Voltas shares sizzle as summer approaches

The trigger is perhaps the strong indication of a better year for retail air conditioner sales


Last year’s inventory pile-up, due to a less severe summer, had been drawn down during the October-November festive season. Photo: Sonu Mehta/Hindustan Times
Last year’s inventory pile-up, due to a less severe summer, had been drawn down during the October-November festive season. Photo: Sonu Mehta/Hindustan Times

Shares of Voltas Ltd, a capital goods firm from the Tata Group with a strong presence in the air conditioning market, closed 4% higher on Friday.

The trigger is perhaps the strong indication of a better year for retail air conditioner sales.

This segment accounts for half the revenue clocked in its domestic operations. Dealers say sales in January were better than what it was last year, and discounts were lower, too.

A recent report by Prabhudas Lilladher Pvt.
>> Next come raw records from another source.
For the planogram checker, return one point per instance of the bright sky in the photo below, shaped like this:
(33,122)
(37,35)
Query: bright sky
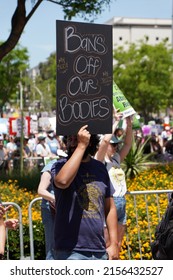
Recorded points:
(40,33)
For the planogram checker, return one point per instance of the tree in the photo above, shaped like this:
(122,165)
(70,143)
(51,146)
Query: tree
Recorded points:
(11,69)
(70,8)
(144,74)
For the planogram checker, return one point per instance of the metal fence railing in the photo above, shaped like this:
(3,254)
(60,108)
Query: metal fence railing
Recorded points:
(20,229)
(147,196)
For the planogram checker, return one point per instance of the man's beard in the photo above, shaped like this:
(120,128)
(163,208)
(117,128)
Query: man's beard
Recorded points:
(72,149)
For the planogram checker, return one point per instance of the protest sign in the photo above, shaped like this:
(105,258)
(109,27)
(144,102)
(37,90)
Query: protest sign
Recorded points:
(84,77)
(120,102)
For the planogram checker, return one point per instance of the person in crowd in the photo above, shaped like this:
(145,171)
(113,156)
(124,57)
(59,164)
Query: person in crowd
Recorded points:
(32,144)
(43,150)
(119,133)
(169,144)
(11,147)
(52,142)
(110,154)
(26,146)
(165,134)
(83,196)
(10,224)
(3,156)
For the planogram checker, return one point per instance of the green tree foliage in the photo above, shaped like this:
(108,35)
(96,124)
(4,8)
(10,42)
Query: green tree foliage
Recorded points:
(144,74)
(46,82)
(70,8)
(11,69)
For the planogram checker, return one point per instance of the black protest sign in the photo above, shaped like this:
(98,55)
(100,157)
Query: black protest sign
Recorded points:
(84,77)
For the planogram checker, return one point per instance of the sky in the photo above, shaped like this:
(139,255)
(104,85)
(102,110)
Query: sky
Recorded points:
(40,32)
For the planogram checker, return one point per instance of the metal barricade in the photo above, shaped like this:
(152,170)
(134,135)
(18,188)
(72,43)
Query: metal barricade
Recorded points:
(134,194)
(20,227)
(145,194)
(31,227)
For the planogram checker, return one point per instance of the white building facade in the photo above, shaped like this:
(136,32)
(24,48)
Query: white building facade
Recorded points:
(131,30)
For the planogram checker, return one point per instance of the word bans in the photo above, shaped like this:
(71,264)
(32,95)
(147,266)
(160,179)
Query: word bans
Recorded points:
(91,43)
(82,110)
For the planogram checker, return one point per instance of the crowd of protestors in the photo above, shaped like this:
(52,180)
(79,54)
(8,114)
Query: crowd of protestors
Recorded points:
(57,184)
(46,144)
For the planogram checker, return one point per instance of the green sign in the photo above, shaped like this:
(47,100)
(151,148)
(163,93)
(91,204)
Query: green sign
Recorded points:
(120,102)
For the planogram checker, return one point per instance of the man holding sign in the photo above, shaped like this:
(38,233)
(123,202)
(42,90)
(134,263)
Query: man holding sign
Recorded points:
(84,202)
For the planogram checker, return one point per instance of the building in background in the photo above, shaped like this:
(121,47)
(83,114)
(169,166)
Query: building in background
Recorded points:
(131,30)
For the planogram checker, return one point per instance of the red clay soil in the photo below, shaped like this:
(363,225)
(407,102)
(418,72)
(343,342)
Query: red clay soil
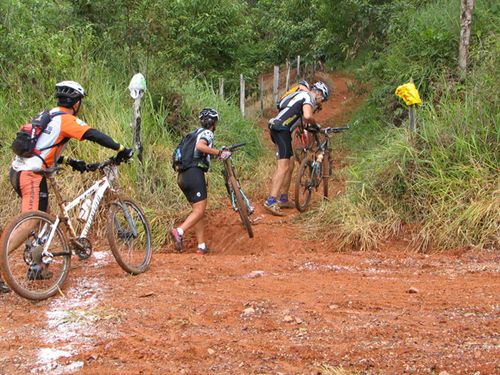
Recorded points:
(275,304)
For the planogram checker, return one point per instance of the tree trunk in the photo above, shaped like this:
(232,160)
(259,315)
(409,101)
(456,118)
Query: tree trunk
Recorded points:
(467,7)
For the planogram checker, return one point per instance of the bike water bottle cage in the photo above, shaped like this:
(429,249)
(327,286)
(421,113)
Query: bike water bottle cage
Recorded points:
(313,128)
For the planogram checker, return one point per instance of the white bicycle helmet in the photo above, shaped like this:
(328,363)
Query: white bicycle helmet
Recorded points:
(208,117)
(322,88)
(303,82)
(69,89)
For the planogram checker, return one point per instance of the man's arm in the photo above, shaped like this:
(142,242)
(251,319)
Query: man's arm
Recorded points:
(307,111)
(100,138)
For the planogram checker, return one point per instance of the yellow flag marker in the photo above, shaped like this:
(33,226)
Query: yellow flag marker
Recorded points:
(409,93)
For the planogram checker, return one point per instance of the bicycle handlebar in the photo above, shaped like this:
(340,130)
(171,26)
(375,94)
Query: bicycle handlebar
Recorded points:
(334,130)
(234,147)
(100,165)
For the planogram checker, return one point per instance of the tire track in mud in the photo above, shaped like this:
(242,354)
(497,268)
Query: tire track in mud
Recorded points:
(69,322)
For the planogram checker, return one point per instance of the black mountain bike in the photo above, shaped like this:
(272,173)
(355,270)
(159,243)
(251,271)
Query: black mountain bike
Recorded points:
(238,198)
(316,166)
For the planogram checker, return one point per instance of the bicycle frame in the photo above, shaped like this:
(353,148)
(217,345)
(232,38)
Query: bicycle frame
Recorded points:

Ltd says that in a recent exhibition on heating, ventilating and air conditioning, manufacturers were showcasing new products or energy-efficient variants, optimistic of good sales in the coming summer.

Last year’s inventory pile-up, due to a less severe summer, had been drawn down during the October-November festive season.

Meanwhile, the sales of larger commercial air conditioners used by hotels, retail stores, educational institutions and offices are hotting up, too. Together, the segment, which is called the unitary cooling products (UCP) division, has shown decent growth. Voltas’s market share rose by about 300 basis points over the last two years. One basis point is one-hundredth of a percentage point.

Unfortunately, the company’s engineering and electro-mechanical projects (EMP) businesses have been the spoilers for some quarters in the recent past. Voltas’ significant presence in the international markets, especially in the Gulf, marred performance due to delays in project execution and payments.

The EMP segment even posted a loss in the December quarter, faring worse than the Street’s expectation. Add to this weak order inflows: a situation that is unlikely to change in the near term with the low oil price raising concerns regarding capex in these regions.

On home ground, too, it may be a while before large industrial and infrastructure orders pick up. The Index of Industrial Production (IIP) for January declined more than anticipated, led by weakness in manufacturing. Like most companies in the capital goods pack, Voltas, too, will see gains in the last leg of the capex cycle, as that is when its products are installed.

But, on the whole, there’s a spark of investor confidence in the firm on account of improving sales in the UCP business. It will continue only if the other project segments’ performance is not threatened.